GORGIAS SURGED THROUGH the ship.

He ingested its routines, penetrated systems-structures and stood before the hordes of memory. Quantum entities flashed everywhere within the leviathan of remembrance and reasoning.

Cool and abstract, the infinitesimal universe of the ship’s intelligence was free of time and will; these, Gorgias realized, came in from outside, setting the ship’s creatures into purposeful activity.

Observing his link to the force-center, the ship had channeled energy through him, shaping the destructive sphere of energy, treating him as a component part of itself.
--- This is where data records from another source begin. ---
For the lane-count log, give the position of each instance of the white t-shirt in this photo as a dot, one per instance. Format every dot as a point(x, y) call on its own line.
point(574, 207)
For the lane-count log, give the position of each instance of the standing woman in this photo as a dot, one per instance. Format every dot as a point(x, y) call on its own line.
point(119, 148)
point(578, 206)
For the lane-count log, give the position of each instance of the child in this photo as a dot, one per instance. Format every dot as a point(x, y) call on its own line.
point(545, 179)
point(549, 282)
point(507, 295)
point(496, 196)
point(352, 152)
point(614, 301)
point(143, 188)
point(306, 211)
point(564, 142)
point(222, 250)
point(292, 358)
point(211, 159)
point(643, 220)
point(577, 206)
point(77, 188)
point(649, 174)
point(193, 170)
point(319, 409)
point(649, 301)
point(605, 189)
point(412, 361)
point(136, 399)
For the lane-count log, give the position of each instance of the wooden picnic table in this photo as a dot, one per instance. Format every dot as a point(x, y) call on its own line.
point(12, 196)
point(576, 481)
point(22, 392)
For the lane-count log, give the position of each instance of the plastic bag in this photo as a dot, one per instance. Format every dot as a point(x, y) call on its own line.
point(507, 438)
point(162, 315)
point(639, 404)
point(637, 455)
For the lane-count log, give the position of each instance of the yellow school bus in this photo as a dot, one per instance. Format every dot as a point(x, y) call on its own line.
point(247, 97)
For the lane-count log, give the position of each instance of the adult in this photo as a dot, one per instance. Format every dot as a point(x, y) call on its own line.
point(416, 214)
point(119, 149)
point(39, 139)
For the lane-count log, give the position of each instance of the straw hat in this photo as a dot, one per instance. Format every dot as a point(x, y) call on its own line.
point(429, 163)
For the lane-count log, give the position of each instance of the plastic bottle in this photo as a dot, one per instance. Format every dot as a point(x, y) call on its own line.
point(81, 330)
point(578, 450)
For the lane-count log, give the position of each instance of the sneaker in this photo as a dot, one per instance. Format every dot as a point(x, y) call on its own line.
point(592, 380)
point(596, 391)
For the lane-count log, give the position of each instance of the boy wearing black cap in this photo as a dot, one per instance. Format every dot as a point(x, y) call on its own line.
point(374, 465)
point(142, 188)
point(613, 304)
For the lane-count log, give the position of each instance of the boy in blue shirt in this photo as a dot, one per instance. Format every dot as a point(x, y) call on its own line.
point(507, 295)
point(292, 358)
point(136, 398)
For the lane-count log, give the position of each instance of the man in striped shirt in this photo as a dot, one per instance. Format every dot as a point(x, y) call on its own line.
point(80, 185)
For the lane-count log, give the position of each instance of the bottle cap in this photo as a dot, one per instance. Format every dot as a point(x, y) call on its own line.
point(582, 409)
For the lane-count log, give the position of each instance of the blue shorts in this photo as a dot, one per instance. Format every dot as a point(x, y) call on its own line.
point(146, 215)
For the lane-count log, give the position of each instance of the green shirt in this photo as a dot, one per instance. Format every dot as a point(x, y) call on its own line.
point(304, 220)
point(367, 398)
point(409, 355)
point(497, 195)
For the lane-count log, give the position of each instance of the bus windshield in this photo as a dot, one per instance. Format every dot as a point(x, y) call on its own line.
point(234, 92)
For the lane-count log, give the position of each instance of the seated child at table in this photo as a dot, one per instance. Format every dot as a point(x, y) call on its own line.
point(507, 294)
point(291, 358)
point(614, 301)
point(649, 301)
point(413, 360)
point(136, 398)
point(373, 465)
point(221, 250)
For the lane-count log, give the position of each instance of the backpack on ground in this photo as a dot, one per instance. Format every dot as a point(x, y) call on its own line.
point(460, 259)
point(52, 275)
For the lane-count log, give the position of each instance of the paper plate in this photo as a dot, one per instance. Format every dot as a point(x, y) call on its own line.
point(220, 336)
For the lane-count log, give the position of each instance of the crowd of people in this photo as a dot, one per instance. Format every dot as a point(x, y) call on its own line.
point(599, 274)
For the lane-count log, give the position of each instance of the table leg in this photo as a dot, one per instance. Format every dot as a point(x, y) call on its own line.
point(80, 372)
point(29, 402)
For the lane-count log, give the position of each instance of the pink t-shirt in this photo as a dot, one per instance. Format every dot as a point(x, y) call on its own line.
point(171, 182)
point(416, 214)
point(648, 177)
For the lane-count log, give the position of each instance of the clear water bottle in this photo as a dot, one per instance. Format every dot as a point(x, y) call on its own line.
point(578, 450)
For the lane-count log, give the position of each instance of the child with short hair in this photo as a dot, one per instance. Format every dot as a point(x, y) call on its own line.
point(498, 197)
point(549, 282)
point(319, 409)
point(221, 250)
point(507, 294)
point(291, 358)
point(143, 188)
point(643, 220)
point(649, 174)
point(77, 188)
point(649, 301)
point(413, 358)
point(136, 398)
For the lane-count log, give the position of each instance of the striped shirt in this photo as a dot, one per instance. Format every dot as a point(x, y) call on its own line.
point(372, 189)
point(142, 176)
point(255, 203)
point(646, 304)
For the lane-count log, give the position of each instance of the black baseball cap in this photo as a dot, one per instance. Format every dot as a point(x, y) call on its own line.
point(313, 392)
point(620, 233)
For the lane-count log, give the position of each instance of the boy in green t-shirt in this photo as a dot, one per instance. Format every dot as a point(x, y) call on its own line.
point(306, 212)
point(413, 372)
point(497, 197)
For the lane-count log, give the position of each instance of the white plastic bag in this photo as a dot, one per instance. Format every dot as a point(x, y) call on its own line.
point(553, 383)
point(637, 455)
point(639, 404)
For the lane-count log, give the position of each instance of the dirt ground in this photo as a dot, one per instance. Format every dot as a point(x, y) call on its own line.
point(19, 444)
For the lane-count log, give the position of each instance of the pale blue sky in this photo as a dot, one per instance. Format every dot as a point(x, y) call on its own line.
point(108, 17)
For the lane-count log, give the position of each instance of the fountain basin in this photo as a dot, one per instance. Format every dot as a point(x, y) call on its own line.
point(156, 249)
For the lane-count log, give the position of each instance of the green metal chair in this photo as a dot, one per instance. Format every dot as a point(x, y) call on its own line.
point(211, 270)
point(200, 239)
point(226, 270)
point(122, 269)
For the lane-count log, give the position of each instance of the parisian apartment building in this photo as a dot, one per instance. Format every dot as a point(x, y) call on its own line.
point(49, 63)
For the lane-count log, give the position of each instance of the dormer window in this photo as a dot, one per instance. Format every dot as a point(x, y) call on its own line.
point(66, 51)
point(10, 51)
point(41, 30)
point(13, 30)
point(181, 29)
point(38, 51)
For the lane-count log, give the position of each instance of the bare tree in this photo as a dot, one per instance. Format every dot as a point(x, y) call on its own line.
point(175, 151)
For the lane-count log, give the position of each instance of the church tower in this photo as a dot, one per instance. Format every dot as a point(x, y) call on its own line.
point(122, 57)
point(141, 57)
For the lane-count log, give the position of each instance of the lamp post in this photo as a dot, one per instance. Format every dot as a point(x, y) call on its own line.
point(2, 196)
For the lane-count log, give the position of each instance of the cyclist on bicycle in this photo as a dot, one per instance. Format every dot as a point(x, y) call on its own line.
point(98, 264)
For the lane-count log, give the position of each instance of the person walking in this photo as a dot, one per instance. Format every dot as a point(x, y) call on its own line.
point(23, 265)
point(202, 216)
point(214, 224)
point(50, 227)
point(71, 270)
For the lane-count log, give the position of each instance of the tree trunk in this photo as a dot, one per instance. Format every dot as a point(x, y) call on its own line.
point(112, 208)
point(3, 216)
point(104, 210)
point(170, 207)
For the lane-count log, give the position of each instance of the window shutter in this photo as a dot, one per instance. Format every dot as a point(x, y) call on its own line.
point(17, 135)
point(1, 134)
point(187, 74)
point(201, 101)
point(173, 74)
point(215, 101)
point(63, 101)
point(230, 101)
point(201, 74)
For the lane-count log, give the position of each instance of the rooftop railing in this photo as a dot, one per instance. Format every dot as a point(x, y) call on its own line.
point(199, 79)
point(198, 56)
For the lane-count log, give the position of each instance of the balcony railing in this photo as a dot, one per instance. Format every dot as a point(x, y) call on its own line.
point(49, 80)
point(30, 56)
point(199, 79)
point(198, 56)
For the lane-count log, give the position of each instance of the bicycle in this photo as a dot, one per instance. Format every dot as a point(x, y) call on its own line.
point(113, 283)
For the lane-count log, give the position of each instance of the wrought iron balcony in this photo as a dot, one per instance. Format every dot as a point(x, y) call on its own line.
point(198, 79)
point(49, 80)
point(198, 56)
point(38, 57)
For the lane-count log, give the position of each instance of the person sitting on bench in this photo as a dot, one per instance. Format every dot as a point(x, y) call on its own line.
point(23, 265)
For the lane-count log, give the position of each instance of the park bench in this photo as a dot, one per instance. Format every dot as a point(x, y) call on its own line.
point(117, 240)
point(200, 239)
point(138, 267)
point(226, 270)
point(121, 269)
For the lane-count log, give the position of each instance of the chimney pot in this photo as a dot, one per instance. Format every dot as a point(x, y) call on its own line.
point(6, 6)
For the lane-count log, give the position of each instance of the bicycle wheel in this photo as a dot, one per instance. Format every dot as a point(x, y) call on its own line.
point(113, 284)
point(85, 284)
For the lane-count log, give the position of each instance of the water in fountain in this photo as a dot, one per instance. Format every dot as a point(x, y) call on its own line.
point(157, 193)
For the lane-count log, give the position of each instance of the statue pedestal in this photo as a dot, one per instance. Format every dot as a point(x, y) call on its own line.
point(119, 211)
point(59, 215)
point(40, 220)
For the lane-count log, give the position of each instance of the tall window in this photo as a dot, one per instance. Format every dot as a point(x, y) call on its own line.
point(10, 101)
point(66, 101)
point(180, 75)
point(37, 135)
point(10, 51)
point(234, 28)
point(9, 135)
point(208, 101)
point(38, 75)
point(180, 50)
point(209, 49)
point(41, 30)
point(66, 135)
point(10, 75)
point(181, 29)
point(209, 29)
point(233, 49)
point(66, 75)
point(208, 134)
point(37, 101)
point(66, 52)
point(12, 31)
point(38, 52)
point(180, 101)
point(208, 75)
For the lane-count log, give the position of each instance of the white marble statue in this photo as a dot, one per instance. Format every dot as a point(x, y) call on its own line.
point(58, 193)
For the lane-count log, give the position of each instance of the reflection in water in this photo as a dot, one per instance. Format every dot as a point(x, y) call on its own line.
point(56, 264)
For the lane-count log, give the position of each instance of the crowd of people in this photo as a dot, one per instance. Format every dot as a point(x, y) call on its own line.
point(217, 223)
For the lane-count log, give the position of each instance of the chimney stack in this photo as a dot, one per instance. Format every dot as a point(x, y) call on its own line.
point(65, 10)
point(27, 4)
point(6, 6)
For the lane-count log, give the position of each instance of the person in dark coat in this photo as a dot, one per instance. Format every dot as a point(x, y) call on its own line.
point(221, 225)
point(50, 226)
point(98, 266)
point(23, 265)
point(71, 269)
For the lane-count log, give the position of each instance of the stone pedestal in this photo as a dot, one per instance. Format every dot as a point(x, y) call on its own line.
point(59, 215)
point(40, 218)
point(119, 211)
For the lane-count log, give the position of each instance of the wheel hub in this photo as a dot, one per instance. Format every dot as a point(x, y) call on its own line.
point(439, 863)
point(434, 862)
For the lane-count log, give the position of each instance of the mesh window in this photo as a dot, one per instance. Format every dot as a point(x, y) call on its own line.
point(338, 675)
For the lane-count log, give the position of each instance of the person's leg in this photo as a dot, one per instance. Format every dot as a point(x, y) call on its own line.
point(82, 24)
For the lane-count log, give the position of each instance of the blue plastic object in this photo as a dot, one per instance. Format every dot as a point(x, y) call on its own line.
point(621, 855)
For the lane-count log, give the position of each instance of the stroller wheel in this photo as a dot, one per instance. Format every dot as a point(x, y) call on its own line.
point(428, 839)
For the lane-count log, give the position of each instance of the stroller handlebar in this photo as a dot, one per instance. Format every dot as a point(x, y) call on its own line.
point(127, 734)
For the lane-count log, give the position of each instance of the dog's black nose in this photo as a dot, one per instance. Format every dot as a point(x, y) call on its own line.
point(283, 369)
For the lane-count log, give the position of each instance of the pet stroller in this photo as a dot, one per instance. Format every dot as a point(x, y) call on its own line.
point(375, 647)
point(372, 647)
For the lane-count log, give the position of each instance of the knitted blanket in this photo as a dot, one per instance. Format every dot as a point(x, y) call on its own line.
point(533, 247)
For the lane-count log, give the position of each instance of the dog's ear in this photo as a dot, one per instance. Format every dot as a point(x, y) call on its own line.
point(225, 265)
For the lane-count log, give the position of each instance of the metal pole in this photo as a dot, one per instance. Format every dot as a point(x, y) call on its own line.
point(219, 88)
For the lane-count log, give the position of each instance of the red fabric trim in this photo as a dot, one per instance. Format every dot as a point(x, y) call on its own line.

His capacities were an integral part of the ship now — time and will incorporated into a universe hungry for function. The vessel was his servant, but it spared him details; he was its highest function.

Better this universe, with its ties to the existence he had known, than the abasement of Myraa’s interiors.

Gorgias shaped an image of himself on the screen and looked out into the control room. Myraa stared at him, unimpressed.

He heard a distant seething.

A withering wind threw him back from the screen.

He fell. Minds invaded him, gnawing at his will. Whispers cut into him like razors, drowning out his thoughts.

“… let go, let go …”

“… what is lost cannot be reclaimed …”

“… infinity beckons …”

“… yet you strive to reenter the realm of preparation …”

“… follow us …”

“… do not look back …”

“… look ahead to knowledge and bliss.…”

“No!” Gorgias shouted, realizing that he had underestimated Myraa again. And he knew how much he needed to be accepted by the last Herculeans; only they could know his power and be moved, enabling him to rebuild himself, to make up for the centuries of humiliation. There was no other way. He was powerful enough to make them suffer, if necessary. They would follow him, or he would swallow them all and become the only Herculean.